The Cougars have allowed 16 goals against – tied with the University of Northern British Columbia for most in the Interuniversity conference.
To add insult to injury, the team has scored no goals – putting them dead last among CIS competitors in the goals for category.
The Cougars men’s soccer team completes drills at practice. The Mount Royal team is looking to improve on their 0-4 record.
Photo by Landon Wesley
Those are troublesome statistics for a team that had been the Alberta Colleges Athletic Conference (ACAC) most winning program over the last 20 years – this is the Cougars first season playing in Interuniversity play.
Alan Miller, a fifth-year midfielder for the team, strongly believes the Cougars have what it takes to succeed at the university level, “Mount Royal has a good tradition of winning and the leap up to CIS is going to be a challenge. But I fully believe 100 per cent we will continue to win at this level.”
Kyle Henry, a sports information coordinator at Mount Royal, had some input on why it has been a rough start for the club.
“The CIS is a unique challenge and something we have been preparing for. However you can only prepare so much. It is always different when you are emerged in it,” said Henry.
“Playing in this new conference is a learning process, we are just rolling with the challenges. It’s going to take time until we see all the hard work pay off.”
Turning it around
Considering the rough start to the season, one would expect the players to be miserable.
That was not the case at a team practice on Wednesday. Everyone on the team was involved and active with the drills.
The players know that if their season is to turn around it is going to take some tightening up in certain areas.
Miller noted, “We need to fix up our defense. Lots of the goals against have been simple mistakes. We know better and it is a fixable problem.”
His teammate, third-year goalkeeper David Thalheimer, echoed the statement about the team’s defense. ” A lot of the chances are coming from in close. We need our defenders to be organized and communicating so we can stop breaks from coming in.”
The Cougars men’s soccer team huddles together during a practice. The team started off with a 0-4 record in CIS league play.
Photo by Landon WesleyStarting a season is hard enough when you are thrown into a very competitive university league. But it makes it even harder when you add in the fact the team had only 12 returning players, and 12 more new players were added.
Yet Thalheimer and Miller were quick to avoid using “new teammates” as an excuse for the team’s struggles.
“My defenders are all first years so it is a learning curve for me. But we can build with these new players, we can grow our team starting at square one,” said Thalheimer.
Miller added: “We have a good core group, and all the new guys bring lots of energy. They are willing to learn and lots have found their way into the starting lineup. We just need to work out some kinks.”
Miller noted that the returning players are having a tough time adjusting to play in the CIS.
“The teams in CIS are bigger, faster, stronger. They move the ball well. It’s a step up from every level,” said Miller.
The team needs one thing to get going, and Miller feels once they get it, there will be a snowball effect for the team and everything will start to come together.

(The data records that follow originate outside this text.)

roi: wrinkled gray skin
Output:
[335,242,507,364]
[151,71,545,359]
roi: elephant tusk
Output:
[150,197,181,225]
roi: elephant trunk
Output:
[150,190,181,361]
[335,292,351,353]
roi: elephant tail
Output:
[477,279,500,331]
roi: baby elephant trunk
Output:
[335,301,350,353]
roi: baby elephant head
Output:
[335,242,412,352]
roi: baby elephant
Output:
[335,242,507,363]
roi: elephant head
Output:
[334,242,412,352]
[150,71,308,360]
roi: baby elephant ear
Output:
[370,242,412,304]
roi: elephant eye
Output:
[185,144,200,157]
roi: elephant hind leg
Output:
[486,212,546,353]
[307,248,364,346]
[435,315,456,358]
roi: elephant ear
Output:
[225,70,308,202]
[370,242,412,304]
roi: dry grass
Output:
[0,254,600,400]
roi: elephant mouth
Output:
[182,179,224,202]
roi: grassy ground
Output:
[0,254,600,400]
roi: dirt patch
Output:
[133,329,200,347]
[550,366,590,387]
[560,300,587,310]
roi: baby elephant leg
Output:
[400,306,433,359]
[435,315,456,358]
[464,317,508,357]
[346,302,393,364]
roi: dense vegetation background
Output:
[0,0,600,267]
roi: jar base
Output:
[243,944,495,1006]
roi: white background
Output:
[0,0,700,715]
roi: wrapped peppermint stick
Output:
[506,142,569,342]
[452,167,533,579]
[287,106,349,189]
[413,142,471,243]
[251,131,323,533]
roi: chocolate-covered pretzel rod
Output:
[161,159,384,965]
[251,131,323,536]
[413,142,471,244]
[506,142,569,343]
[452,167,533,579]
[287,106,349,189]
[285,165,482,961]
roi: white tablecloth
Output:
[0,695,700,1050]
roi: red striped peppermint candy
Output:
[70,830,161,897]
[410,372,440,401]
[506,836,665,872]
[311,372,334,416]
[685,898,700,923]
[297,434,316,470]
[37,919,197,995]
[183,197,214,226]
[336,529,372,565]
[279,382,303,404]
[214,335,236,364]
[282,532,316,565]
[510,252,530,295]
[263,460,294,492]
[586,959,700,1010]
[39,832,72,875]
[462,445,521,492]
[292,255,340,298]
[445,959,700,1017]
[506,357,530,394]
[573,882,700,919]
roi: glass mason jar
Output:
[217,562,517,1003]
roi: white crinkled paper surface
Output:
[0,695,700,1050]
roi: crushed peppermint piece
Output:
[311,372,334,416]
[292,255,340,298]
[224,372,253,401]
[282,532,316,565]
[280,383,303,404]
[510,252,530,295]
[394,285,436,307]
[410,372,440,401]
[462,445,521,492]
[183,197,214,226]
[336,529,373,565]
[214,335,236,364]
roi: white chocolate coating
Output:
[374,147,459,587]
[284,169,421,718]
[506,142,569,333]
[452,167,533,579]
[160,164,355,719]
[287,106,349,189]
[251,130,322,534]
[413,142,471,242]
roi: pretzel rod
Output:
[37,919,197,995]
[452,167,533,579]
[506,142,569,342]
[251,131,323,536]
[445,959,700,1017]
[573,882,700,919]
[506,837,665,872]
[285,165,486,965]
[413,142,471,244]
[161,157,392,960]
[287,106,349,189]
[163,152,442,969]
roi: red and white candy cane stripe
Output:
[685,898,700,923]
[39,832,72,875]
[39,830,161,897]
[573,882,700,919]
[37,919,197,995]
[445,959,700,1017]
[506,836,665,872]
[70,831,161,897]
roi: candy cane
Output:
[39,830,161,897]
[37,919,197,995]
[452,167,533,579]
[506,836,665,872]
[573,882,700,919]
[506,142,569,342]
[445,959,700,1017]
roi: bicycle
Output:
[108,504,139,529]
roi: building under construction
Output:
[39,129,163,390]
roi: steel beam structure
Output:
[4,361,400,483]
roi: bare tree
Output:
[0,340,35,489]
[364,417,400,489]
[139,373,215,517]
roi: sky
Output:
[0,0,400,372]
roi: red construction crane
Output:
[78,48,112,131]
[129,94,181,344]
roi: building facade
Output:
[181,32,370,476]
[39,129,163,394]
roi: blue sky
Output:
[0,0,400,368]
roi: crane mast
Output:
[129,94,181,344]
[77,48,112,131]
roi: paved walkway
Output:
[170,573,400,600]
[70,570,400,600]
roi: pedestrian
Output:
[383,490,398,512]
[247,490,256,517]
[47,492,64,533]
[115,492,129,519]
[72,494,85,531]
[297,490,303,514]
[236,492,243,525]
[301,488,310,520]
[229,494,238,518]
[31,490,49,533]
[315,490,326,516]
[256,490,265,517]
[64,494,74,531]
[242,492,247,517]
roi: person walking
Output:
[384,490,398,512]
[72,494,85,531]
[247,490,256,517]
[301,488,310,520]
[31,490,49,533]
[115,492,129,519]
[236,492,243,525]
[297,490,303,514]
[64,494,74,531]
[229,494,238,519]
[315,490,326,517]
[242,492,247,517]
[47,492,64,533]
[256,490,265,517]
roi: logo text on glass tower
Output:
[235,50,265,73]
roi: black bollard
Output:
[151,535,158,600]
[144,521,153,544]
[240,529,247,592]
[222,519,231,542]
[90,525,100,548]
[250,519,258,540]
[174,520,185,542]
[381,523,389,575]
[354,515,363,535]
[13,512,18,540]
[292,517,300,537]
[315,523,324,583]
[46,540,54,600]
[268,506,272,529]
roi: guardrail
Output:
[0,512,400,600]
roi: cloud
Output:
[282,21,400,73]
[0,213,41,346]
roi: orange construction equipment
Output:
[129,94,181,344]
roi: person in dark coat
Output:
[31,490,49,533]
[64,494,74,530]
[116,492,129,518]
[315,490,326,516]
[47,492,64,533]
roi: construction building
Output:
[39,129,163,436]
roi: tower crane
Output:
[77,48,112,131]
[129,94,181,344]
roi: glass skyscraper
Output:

“We are lacking confidence when attacking,” Miller added. “We need that first CIS goal. We have the talent to do it, we have to find it within ourselves —bring out the beast.”
The next step
With four games behind them, the Cougars are looking ahead to two very important away games in Saskatchewan against the University of Saskatchewan Huskies this weekend.
The Huskies are sitting second overall in the Prairie division – the Cougars are in the same division – and two wins against the Huskies could really turn the Cougars game around.
Thalheimer stated: “It’s going to take our two best games of the season so far. We have been improving since game one. I think we have a really good chance to pull out two wins.”